暇つぶし
何もさせてもらえないのは、ある種の拷問だ。手足を縛られ、こんなところに閉じ込められているくらいなら、ずっと仕事をしていたほうがマシだ。何も給料が欲しいわけではない。拘束が嫌なわけでもない。このまま時間が過ぎて、野垂れ死にしてしまうのが怖い。じゃあ何で私は死のうとしたんだろう?
暇な時はこんなふうに、頭の中で文章を組み立てる。そうでもしないと、正気を保っていられない。何かの数を数えるとか、そんな単純な作業でもいいのだが、手足を拘束されているのであたりを見回しても数えるものはもうあまり残っていない。私から見えるフローリングの木目は二重五個、隣で寝ている女の子の髪の毛は…
百九十六本まで数えたところで、誰かの足音が聞こえてきた。音の聞こえ方からして、下の階から階段でこの階に向かっているのだろう。歩き方は至って普通。強いていえば少しのんびりだ。履いている靴はスニーカーや革靴などの、靴底の柔らかいやつだろう。
久しぶりの、音というちょっとした刺激から、色々な想像をふくらませる。近くを人が歩いている、それだけの事実が私を安心させた。

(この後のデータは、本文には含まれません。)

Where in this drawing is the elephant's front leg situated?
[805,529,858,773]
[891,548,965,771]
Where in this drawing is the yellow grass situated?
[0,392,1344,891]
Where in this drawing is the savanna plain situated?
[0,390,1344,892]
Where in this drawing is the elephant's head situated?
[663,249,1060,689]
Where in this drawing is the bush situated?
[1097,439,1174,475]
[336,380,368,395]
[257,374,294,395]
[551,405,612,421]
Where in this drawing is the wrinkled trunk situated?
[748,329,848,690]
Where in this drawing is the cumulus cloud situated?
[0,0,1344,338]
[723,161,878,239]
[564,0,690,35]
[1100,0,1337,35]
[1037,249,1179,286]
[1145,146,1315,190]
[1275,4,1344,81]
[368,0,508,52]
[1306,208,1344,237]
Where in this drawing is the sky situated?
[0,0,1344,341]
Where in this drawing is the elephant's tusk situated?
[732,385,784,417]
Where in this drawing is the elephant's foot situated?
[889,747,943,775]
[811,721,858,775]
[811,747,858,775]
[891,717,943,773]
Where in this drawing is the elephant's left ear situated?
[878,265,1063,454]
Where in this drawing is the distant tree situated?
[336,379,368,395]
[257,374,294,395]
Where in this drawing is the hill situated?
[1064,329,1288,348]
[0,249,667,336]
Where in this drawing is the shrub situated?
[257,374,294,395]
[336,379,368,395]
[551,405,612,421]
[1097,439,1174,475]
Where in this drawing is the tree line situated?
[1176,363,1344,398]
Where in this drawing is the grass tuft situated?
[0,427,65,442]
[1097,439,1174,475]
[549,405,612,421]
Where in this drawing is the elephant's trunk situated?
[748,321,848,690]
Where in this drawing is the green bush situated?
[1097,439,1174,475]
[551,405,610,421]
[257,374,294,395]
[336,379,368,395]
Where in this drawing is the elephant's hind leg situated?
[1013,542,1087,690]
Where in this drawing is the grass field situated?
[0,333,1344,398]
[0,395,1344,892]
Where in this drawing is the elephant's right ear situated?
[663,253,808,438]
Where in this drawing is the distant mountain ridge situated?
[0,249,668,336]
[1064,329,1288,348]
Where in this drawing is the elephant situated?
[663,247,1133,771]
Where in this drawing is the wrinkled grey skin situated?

その時、私はあることに気が付いた。足音は下の階からこの階に向かっている。そう、この病室は上の階にあるから、飛び降り自殺ができる。いや、正確には、できる「かもしれない」だ。もしここが二階なら、飛び降りても死ねない。せいぜい骨折程度だろう。地下に駐車場がある病院だってある。
考えを巡らせていると、足音が徐々にこの病室に近づいてきた。そして、扉の前で止まる。やっと話ができる人間に会える!私は興奮していた。
ぎぃ、という重たい音がして、扉が開き、その先に立っていたのは、白衣を着て、ひどくやつれた中年の男性だった。
「こんにちは。」
男性は軽く会釈をして、部屋の中に入ってくる。
「ここはどこですか?」と私が聞くと、
「具合はどうですか?」と聞き返してきた。
「具合は悪くないです。そんな事より、ここはどこですか?」まだ全身が怠く、痺れがひいていない。だがしかしここでそう言ってしまったら、何か余計な措置をとられそうだった。だから嘘を言った。
男性は、疑わしい、といったような面持ちで、「そうですか…もう麻酔が抜けたのですね。安静にしていてください。」と言った。
「私は麻酔をかけられて、ここに連れてこられたんですか?ここはどこですか?」私がそう聞くと、男性は「その通りです。ここは精神病院です。」とだけ言い残して立ち去ろうとする。
「ちょっと待って下さい。」ここで逃げられたら、次に人が来るまで待たなければならなくなる。
「何ですか?」男性は少しめんどくさそうな表情でこちらを見てくる。
「拘束を解いてくれませんか?」そう。これを解いてもらえれば、後は飛び降りて死ぬだけ。私の頭は自殺のことでいっぱいだった。
男性は少しの間俯いて考え込んだ後、私に質問をした。
「もう死ぬ気は無いですか?」この質問にはいと答えれば、この拘束を解いてくれるのだろう。
「はい。わかりました。あの時は慌てていて、普通の判断ができませんでした。でも今は大丈夫です。」出来るだけ違和感の無いよう心がけて、出任せを言った。私は嘘をつく事に罪悪感を感じたりしない。ただ何となく楽しいから、という理由で嘘をついたりもする。だからこういう演技には慣れていた。別に悪いことではないと思う。愛想笑いと同じだ。
私の言葉を聞くと、男性は布団をめくって、どこかから伸びている鎖に固定された、拘束具を外してくれた。そしてそのまま部屋を出ていく。ひっそりと耳をすましていると、やがて足音が聞こえなくなる。
これで自由になった。私は立ち上がって、思いっきり伸びをする。自由に生きて、自由に死ねる。なんて素晴らしいのだろう。窓のところまで歩いていくと、ブラインドを無理矢理手で持ち上げる。ステンレス製の窓枠にふちどられた窓の向こうに見えるのは、排気ガスで汚れた、都会の町並み。それでも、夕焼けに照らされて、少しだけ綺麗に見える。ここは多分、十階あたりだ。こんどは、ちゃんと上手に死ねる。私は窓の鍵に手をかけた。
絵とかでもそうだけど、書いてから時間置いて見ると直したいとこいっぱいでてきますね。